/ai-knn-kmeans-crawler-python

This repository contains code for a program that scrapes through the pages of Indeed, IEEE Job Search, and ACM Job Search and displays the most relevant jobs based on the keywords provided. Also clusters them using k-means algorithm (LLoyd's algorithm).

Primary LanguagePython

About Program

The program scrapes through the pages of Indeed, IEEE Job Search, and ACM Job Search and displays the most relevant jobs based on the keywords provided.
It also performas K-Means clustering on the obtained results.
The job results and clustering results are displayed as a HTML output.

Setting up Python environment:

The program uses a 3rd party library known as beautifulsoup4. Run the below command to install.
pip install beautifulsoup4

How to run:

Kindly execute the program using the following steps:

1. Open terminal and navigate to the path containing the 3 Python (.py) files mentioned in the previous section.

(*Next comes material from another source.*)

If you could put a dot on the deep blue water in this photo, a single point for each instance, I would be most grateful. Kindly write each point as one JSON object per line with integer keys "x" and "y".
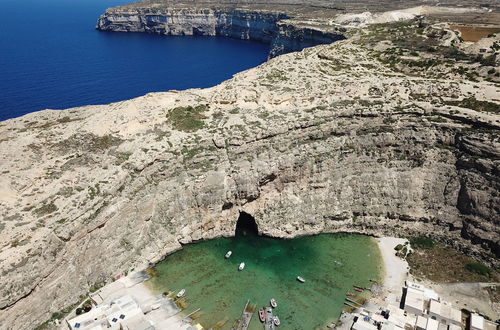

2. Execute the following command:
python job_search_cli.py -keywords <keywords> -k <value_of_k>

-keywords: Specifies the keywords for job search, separate each keyword by a space.
-k: Specifies the value of k


Example commands: python job_search_cli.py -keywords python "machine learning" -k 3

python job_search_cli.py -keywords sql san jose -k 3

You may also run the following command to get more information about the command line arguments:
python job_search_cli.py --help

Note: After displaying the results, the program gives option to do a new search, repeat the search, cluster the previous search, or exit. Kindly choose the desired option accordingly.\